Dancing After Hours
by Andre Dubus
In the world of Andre Dubus, pain is the center and driving force of love. Pain leaves a beautiful hole in the world; all the elements spiral down into its center, leaving streaks of color. Pain lies buried in the inner lives of Dubus's characters, puppeteering their lives towards happiness or failure (although Dubus usually cuts the story short before his readers have a chance to find out which).
Dancing After Hours is a sublime example of this philosophy. Each gem of a story resonates with a sweet sense of pain, as if death, heartache and betrayal are not the antithesis of happiness, but are actually its cause.

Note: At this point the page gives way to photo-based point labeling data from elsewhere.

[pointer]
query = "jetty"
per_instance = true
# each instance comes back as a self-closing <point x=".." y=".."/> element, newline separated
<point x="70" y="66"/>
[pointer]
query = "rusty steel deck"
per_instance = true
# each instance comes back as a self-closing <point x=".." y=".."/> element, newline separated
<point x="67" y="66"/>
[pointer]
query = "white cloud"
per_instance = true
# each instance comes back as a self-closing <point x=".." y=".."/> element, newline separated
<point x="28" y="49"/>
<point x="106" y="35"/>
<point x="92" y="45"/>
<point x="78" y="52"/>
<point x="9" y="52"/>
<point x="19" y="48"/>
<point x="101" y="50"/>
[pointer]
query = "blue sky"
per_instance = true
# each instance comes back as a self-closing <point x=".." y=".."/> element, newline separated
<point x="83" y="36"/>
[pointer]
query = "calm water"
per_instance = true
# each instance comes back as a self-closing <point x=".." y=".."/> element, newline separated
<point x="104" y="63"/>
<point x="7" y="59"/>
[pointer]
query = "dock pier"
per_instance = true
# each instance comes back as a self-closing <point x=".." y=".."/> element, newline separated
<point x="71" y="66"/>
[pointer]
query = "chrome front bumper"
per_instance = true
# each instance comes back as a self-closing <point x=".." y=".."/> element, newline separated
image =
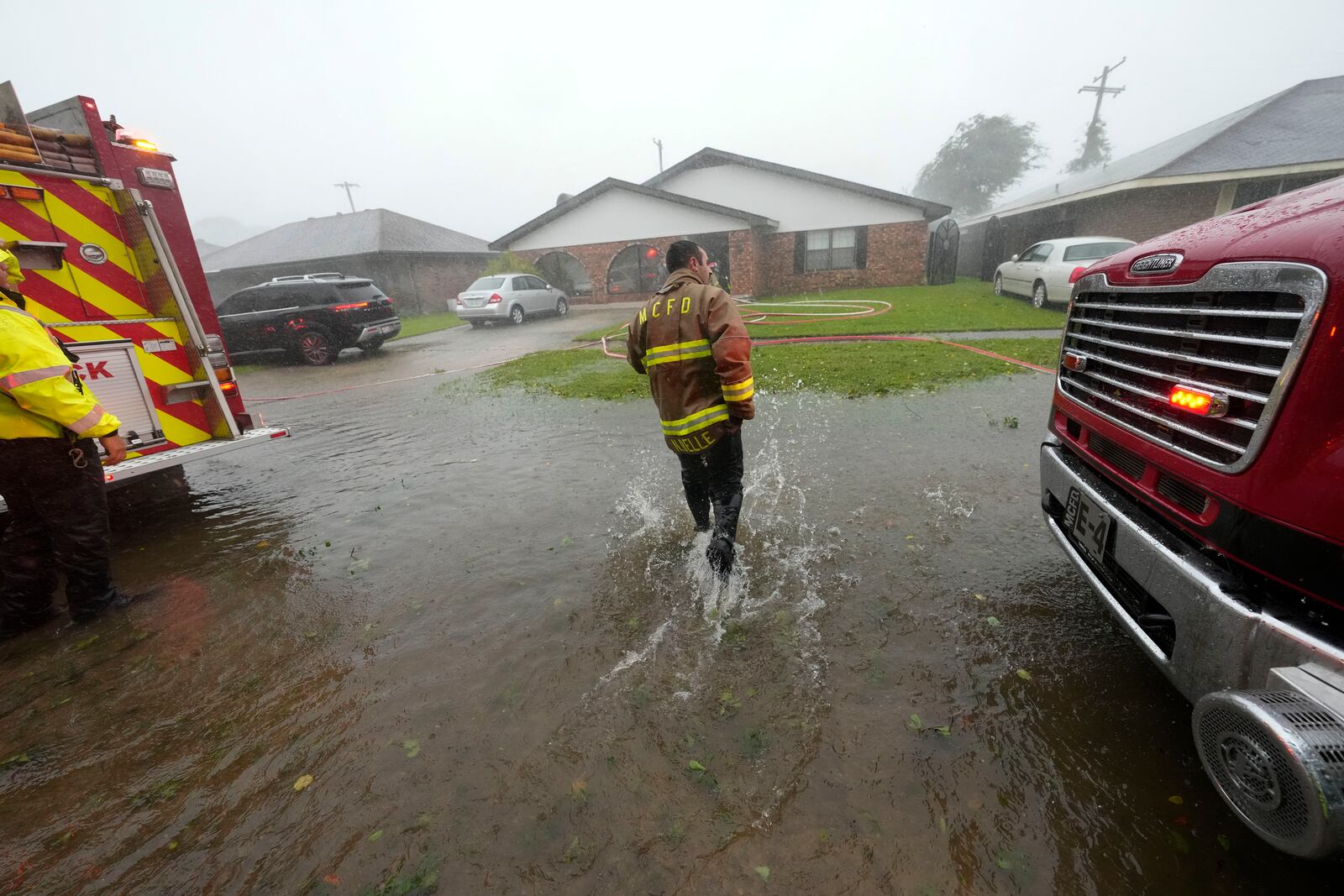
<point x="1222" y="641"/>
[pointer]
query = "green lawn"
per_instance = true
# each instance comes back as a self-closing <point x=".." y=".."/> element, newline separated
<point x="427" y="324"/>
<point x="965" y="305"/>
<point x="844" y="369"/>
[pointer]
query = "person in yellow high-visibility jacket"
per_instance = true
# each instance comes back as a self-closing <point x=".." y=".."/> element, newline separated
<point x="50" y="476"/>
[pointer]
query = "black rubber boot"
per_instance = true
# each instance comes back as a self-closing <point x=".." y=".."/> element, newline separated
<point x="721" y="555"/>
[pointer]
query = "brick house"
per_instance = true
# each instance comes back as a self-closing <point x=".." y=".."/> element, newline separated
<point x="1285" y="141"/>
<point x="769" y="228"/>
<point x="420" y="265"/>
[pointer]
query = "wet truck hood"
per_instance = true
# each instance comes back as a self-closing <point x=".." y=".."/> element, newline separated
<point x="1304" y="226"/>
<point x="1303" y="461"/>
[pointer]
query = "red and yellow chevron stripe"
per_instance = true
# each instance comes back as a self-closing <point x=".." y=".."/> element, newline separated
<point x="85" y="302"/>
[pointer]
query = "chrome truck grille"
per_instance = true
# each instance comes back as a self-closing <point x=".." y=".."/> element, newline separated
<point x="1236" y="332"/>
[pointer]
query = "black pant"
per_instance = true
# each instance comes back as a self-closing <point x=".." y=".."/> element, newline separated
<point x="58" y="523"/>
<point x="714" y="479"/>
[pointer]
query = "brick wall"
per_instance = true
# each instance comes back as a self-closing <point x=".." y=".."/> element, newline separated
<point x="895" y="258"/>
<point x="1131" y="214"/>
<point x="763" y="264"/>
<point x="745" y="261"/>
<point x="438" y="281"/>
<point x="1142" y="214"/>
<point x="596" y="259"/>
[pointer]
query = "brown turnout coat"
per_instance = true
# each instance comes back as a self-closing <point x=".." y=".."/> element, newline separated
<point x="696" y="349"/>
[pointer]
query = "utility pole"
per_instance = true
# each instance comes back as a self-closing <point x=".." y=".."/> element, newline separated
<point x="1101" y="90"/>
<point x="346" y="184"/>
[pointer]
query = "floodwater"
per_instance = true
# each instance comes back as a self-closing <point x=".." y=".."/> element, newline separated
<point x="483" y="631"/>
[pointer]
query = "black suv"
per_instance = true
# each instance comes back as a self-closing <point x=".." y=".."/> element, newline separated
<point x="311" y="316"/>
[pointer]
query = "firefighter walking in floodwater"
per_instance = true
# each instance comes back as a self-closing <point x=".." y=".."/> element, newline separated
<point x="696" y="349"/>
<point x="50" y="474"/>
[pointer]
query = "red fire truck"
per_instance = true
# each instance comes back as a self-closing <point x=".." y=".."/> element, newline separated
<point x="1195" y="476"/>
<point x="109" y="264"/>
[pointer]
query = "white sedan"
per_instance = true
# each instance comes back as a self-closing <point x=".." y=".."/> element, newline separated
<point x="1046" y="271"/>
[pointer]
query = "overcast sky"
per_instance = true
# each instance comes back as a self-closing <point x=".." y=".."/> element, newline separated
<point x="475" y="116"/>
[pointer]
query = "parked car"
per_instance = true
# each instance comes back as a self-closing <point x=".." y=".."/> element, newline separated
<point x="510" y="297"/>
<point x="1046" y="271"/>
<point x="309" y="316"/>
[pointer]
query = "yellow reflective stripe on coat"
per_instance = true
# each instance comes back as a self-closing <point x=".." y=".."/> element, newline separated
<point x="87" y="421"/>
<point x="696" y="421"/>
<point x="676" y="352"/>
<point x="739" y="391"/>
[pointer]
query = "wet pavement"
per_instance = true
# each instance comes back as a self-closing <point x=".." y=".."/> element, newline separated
<point x="445" y="638"/>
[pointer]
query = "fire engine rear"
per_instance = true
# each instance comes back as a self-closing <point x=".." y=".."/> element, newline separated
<point x="1195" y="476"/>
<point x="109" y="262"/>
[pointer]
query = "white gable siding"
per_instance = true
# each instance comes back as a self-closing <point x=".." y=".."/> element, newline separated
<point x="797" y="204"/>
<point x="620" y="215"/>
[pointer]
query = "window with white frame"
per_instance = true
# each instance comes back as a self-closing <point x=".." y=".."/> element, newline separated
<point x="831" y="249"/>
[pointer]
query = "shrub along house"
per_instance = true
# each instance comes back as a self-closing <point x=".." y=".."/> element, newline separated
<point x="769" y="228"/>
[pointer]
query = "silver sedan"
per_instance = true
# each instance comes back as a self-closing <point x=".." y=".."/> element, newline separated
<point x="510" y="297"/>
<point x="1046" y="271"/>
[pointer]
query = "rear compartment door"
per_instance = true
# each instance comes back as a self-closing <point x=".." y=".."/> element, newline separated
<point x="112" y="371"/>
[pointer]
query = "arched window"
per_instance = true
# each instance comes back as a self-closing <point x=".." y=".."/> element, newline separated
<point x="636" y="269"/>
<point x="564" y="271"/>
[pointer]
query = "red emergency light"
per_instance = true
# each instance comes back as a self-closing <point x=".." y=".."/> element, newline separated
<point x="1198" y="401"/>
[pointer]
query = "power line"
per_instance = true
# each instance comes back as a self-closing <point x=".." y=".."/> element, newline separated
<point x="1101" y="90"/>
<point x="346" y="184"/>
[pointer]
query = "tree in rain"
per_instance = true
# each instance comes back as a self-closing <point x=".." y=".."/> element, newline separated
<point x="1095" y="149"/>
<point x="985" y="156"/>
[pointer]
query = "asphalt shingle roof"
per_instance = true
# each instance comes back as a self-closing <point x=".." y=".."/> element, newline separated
<point x="1299" y="125"/>
<point x="365" y="233"/>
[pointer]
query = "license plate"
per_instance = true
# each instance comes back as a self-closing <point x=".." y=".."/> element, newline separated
<point x="1088" y="524"/>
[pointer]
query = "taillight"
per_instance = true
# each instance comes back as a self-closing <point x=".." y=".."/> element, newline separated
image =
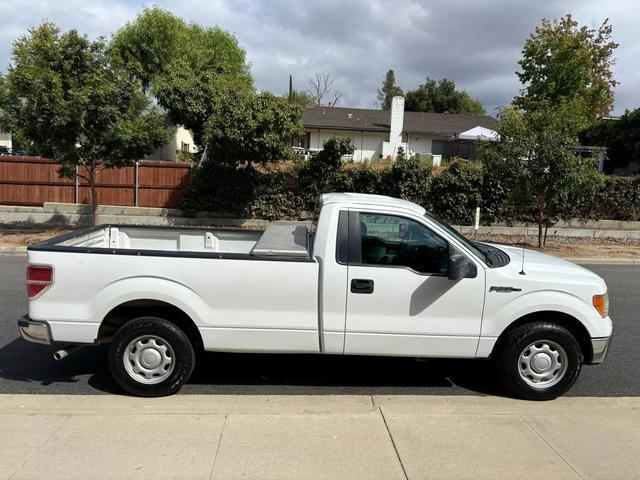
<point x="39" y="278"/>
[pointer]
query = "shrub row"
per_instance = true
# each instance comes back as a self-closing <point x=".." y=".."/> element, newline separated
<point x="452" y="192"/>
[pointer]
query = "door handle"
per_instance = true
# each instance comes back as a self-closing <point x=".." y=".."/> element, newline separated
<point x="360" y="285"/>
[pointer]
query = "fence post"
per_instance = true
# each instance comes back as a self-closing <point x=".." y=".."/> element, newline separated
<point x="135" y="191"/>
<point x="76" y="187"/>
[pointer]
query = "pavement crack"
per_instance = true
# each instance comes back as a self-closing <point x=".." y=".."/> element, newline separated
<point x="215" y="457"/>
<point x="66" y="419"/>
<point x="551" y="446"/>
<point x="393" y="442"/>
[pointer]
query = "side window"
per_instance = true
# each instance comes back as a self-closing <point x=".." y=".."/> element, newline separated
<point x="392" y="240"/>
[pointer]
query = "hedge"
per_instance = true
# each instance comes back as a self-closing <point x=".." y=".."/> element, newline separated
<point x="452" y="193"/>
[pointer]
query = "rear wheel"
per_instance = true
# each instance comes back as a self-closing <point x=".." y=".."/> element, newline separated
<point x="151" y="357"/>
<point x="538" y="361"/>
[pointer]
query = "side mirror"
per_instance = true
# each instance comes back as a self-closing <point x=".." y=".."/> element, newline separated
<point x="460" y="266"/>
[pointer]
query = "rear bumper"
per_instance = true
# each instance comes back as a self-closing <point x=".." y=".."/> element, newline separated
<point x="600" y="348"/>
<point x="34" y="331"/>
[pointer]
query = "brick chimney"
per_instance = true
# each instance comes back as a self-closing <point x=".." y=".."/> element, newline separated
<point x="397" y="119"/>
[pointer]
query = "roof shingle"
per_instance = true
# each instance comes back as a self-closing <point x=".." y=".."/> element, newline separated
<point x="343" y="118"/>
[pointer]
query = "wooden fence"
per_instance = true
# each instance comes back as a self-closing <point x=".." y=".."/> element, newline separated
<point x="147" y="183"/>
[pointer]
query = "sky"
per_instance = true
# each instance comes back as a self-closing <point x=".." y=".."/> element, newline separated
<point x="476" y="43"/>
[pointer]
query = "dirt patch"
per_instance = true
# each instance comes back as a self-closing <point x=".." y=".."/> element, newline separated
<point x="574" y="246"/>
<point x="22" y="236"/>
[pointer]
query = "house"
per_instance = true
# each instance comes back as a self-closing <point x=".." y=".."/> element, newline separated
<point x="6" y="143"/>
<point x="181" y="141"/>
<point x="377" y="134"/>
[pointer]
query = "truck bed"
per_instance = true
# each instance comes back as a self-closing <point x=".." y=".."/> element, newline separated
<point x="280" y="239"/>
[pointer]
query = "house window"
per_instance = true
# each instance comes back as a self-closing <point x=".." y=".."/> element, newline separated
<point x="437" y="147"/>
<point x="302" y="141"/>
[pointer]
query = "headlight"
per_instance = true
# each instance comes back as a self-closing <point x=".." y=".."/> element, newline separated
<point x="601" y="303"/>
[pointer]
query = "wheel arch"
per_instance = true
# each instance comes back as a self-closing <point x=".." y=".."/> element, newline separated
<point x="569" y="322"/>
<point x="126" y="311"/>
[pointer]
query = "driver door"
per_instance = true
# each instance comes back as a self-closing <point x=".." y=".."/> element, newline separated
<point x="399" y="298"/>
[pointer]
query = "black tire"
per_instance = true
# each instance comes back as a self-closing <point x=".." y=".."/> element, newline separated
<point x="180" y="355"/>
<point x="515" y="341"/>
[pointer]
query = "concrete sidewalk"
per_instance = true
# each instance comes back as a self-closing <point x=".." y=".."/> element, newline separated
<point x="299" y="437"/>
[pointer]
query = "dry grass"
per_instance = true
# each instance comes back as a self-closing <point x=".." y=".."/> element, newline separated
<point x="574" y="246"/>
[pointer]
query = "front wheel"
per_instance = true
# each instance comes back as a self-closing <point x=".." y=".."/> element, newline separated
<point x="538" y="361"/>
<point x="151" y="357"/>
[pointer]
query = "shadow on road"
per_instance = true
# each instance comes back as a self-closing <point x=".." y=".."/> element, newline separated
<point x="29" y="368"/>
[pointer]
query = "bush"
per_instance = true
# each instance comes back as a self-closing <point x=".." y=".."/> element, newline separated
<point x="456" y="192"/>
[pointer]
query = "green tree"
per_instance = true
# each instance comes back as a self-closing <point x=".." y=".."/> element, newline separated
<point x="72" y="103"/>
<point x="620" y="137"/>
<point x="441" y="96"/>
<point x="562" y="61"/>
<point x="252" y="128"/>
<point x="388" y="90"/>
<point x="187" y="67"/>
<point x="536" y="159"/>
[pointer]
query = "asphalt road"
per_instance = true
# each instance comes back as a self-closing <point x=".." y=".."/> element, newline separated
<point x="29" y="368"/>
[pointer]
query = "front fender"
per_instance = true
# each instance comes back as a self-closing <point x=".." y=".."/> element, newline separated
<point x="499" y="314"/>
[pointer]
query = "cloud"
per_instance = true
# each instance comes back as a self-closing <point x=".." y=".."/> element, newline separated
<point x="477" y="44"/>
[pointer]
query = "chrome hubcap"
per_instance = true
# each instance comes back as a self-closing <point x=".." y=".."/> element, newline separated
<point x="149" y="359"/>
<point x="543" y="364"/>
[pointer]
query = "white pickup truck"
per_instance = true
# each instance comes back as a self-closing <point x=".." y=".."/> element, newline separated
<point x="379" y="276"/>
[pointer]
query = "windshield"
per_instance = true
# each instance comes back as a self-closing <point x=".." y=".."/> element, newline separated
<point x="461" y="238"/>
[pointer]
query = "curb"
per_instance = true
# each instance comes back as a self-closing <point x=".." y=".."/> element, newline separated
<point x="603" y="261"/>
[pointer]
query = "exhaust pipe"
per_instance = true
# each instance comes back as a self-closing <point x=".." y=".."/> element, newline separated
<point x="65" y="352"/>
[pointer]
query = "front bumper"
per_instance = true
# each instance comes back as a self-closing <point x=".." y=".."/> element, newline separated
<point x="34" y="331"/>
<point x="600" y="348"/>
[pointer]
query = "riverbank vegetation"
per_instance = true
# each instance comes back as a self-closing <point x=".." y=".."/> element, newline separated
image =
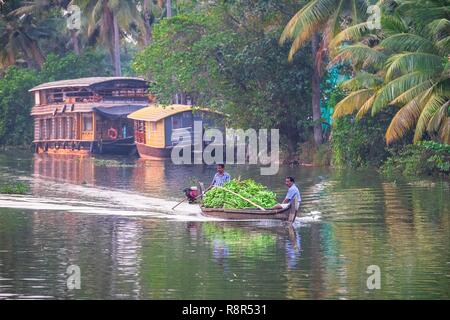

The collection starts strong with The Intruder, the only entry in the series that follows the norm of using character and plot to build a story. Young Kenneth Girard struggles with the angst filled "inbetweeness" of adolescence. Dubus portrays this agonizing time through the boy's forbidden love of fantasy, imagination and story, rather than focusing on sexual awakening like most stories in this vein. Kenneth's powerful and slightly awkward love for his worldly sister pales when compared to his love of imagination, and both forces - the child like wonder and the adult like lust - work together to drive the story to its perfect conclusion.
The rest of Dubus's stories veer slowly away from this structure, dipping further into the realms of deep character development rather than plot.
In Falling in Love, Dubus chronicles the lives of Ted Briggs (a wounded war vet) and Susan Dorsey (a disillusioned actress from Boston). As the title indicates with its present tense, the two fall for each other, struggle, and fall apart with equal passion and no sense of permanence. Dubus writes with an uncomfortable clarity and frankness, willing to sacrifice his characters to fate no matter how loveable they are. But just before the reality becomes unbearable for fiction, the characters unfold themselves and reveal their true thoughts, and it is in these moments the Dubus displays his real talent; weaving human emotion and cold logic into poetry.
Not to say that Dancing After Hours is hopeless . Ted Briggs makes a later appearance in All the Time in the World, this time playing the heroic knight to a working woman with no roots, no passion or agape. Although the fate of this second relationship is unknown, Dubus ends the story positively, in his trademark poetic prose, "She was hungry, and she talked with her friends and waited for her steak, and for all that was coming to her: from her body, from the earth, from radiant angels poised in the air she breathed."
This technique of abrupt endings, of loose ends and unfinished lives, is jarring at first. As a reader you may hop from one tale to the next feeling strangely unsatisfied. But ultimately, this style is essential to Dubus's work. For him to tell you the secrets of love, happiness and pain would ruin the ethereal magic of his work.